Cisco 2017 Annual Cybersecurity Report: CSOs talk cost and actions
According to the Cisco 2017 Annual Cybersecurity Report (ACR), over one-third of organizations that experienced a breach in 2016 reported substantial customer, opportunity and revenue loss of more than 20 per cent. Ninety per cent of these organizations are improving threat defense technologies and processes after attacks by separating IT and security functions (38 per cent), increasing security awareness training for employees (38 per cent), and implementing risk mitigation techniques (37 per cent). The report surveyed nearly 3,000 chief security officers (CSOs) and security operations leaders from 13 countries in the Security Capabilities Benchmark Study, part of the Cisco ACR.
Now in its 10th year, the global report highlights challenges and opportunities for security teams to defend against the evolution of cybercrime and shifting attack modes. CSOs cite budget constraints, poor compatibility of systems and a lack of trained talent as the biggest barriers to advancing their security postures. Leaders also reveal that their security departments are increasingly complex environments with 65 per cent of organizations using from six to more than 50 security products, increasing the potential for security effectiveness gaps.
To exploit these gaps, ACR data shows criminals leading a resurgence of “classic” attack vectors, such as adware and email spam, the latter at levels not seen since 2010. Spam accounts for nearly two-thirds (65 per cent) of email with eight to 10 per cent cited as malicious. Global spam volume is rising, often spread by large and thriving botnets.

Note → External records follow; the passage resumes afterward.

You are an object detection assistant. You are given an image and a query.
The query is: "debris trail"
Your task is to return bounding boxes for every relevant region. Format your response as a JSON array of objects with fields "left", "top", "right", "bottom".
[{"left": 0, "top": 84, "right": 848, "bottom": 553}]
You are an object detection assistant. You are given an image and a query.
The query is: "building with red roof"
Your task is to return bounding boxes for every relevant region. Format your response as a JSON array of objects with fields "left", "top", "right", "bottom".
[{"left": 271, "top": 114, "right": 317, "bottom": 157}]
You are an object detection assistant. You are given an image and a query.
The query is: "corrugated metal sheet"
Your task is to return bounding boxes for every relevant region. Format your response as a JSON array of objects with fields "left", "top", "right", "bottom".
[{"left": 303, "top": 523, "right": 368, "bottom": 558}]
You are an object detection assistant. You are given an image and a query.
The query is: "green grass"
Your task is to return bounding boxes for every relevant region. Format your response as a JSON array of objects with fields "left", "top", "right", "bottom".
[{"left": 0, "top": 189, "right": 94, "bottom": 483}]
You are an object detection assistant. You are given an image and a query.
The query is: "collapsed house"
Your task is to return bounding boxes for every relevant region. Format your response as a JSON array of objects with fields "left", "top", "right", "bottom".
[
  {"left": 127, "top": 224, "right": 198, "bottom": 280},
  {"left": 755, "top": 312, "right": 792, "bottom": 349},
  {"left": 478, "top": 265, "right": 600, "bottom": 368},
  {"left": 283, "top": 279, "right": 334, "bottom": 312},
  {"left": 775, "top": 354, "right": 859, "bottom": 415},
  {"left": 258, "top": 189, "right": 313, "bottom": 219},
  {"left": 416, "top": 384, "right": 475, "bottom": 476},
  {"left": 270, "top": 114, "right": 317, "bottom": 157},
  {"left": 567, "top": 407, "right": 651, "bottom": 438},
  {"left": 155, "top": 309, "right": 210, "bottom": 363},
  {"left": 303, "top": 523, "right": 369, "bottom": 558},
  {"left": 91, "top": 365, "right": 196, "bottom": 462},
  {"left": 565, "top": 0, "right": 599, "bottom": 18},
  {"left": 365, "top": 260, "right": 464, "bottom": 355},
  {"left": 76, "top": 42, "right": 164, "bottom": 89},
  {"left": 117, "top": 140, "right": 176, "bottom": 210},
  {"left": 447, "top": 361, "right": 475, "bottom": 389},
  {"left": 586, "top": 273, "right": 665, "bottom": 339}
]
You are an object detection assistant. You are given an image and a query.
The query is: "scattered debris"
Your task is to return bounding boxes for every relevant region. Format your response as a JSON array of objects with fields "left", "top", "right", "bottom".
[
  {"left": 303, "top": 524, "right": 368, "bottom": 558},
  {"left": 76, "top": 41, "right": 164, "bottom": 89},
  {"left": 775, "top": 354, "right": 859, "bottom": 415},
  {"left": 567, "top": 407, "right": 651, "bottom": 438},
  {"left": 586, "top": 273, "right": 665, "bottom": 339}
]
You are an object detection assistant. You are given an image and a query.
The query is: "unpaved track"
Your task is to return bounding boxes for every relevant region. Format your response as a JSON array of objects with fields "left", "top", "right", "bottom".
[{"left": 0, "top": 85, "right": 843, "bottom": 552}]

“One of our key metrics highlighted in the 2017 Annual Cybersecurity Report is the ‘time to detection’ — the time it takes to find and mitigate against malicious activity. We have brought that number down to as low as six hours,” says David Ulevitch, vice-president/general manager, Security Business, Cisco. “A new metric — the ‘time to evolve’ — looked at how quickly threat actors changed their attacks to mask their identity. With these and other measures gleaned from report findings, and working with organizations to automate and integrate their threat defense, we can better help them minimize financial and operational risk and grow their business.”
Cybersecurity has changed drastically since the inaugural Cisco Annual Security Report in 2007, Cisco notes. In 2007, the ACR reported web and business applications were targets, often via social engineering, or user-introduced infractions. In 2017, hackers attack cloud-based applications, and spam has escalated.
Ten years ago, malware attacks were on the rise, with organized crime profiting from them. In today’s shadow economy, thieves now run cybercrime as a business, offering low barrier-to-entry options to potential customers. Today perpetrators can be anyone, anywhere; they don’t require a security background and can easily purchase “off-the-shelf” exploit kits.